We also spend many hours outside of class studying for exams. Every week we have an oral health science exam, and we have three pharm exams every quarter. We also have four practical exams for SIM and some other quizzes and exams for other courses peppered throughout the quarter.

Third and fourth year students

As I said before, I can’t really comment on the D3 and D4 schedules much except to say that they are light on the classwork for a good reason. Midwestern’s philosophy is to minimize the didactic coursework during our clinical years to allow us to focus on clinical dentistry.

Our dean has said more than once that they treat our fourth year like a built-in residency, preparing us to go out into the world immediately and start working. Of course we will all be green, despite the tremendous advantages and experience Midwestern provides. But I still feel like I made the right decision when I chose to attend Midwestern.

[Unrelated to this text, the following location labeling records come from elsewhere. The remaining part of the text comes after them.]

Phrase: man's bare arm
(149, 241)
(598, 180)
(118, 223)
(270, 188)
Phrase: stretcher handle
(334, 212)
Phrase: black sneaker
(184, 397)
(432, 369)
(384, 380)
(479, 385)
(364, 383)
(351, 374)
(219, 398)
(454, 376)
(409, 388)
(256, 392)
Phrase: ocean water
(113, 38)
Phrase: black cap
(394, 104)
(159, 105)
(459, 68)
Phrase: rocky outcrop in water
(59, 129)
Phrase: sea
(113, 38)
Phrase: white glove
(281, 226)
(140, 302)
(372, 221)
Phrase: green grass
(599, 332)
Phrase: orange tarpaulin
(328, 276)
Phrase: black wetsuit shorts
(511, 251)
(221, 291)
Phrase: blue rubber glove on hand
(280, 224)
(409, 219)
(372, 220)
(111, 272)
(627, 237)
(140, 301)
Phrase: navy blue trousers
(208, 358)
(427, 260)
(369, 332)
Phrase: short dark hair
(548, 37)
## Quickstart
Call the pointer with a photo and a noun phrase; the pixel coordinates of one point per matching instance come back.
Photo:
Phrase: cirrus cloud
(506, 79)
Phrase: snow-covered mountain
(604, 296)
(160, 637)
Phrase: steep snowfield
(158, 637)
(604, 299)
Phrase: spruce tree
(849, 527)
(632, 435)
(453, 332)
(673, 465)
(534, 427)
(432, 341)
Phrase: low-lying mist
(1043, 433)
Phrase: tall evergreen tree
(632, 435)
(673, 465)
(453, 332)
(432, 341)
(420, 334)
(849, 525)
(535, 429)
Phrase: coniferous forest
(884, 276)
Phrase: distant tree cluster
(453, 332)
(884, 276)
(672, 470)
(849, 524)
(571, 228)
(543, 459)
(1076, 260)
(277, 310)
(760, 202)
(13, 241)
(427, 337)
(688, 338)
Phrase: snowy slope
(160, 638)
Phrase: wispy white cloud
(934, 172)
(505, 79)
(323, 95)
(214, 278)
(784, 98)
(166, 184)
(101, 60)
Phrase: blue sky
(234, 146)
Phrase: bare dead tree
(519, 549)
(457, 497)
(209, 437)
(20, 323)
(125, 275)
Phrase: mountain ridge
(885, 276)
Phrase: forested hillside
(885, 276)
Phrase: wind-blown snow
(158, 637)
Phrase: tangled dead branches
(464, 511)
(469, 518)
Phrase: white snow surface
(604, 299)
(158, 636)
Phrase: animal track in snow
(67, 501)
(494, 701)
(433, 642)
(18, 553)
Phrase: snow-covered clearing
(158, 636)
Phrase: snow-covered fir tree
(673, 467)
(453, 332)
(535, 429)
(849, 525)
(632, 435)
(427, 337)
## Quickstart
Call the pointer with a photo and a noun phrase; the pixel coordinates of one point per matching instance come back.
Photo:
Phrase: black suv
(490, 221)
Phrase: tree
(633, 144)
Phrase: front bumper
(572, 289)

Hopefully this post can give some insight to anyone wondering what dental school is like. Remember that much of what we do is not actually on the schedule. Like I said earlier, we spend a lot of time at home studying or in the SIM clinic finishing projects. They say that this is the worst year of our training, and I hope they are right. But I also love everything that we are learning and finally feel like I am becoming a dentist.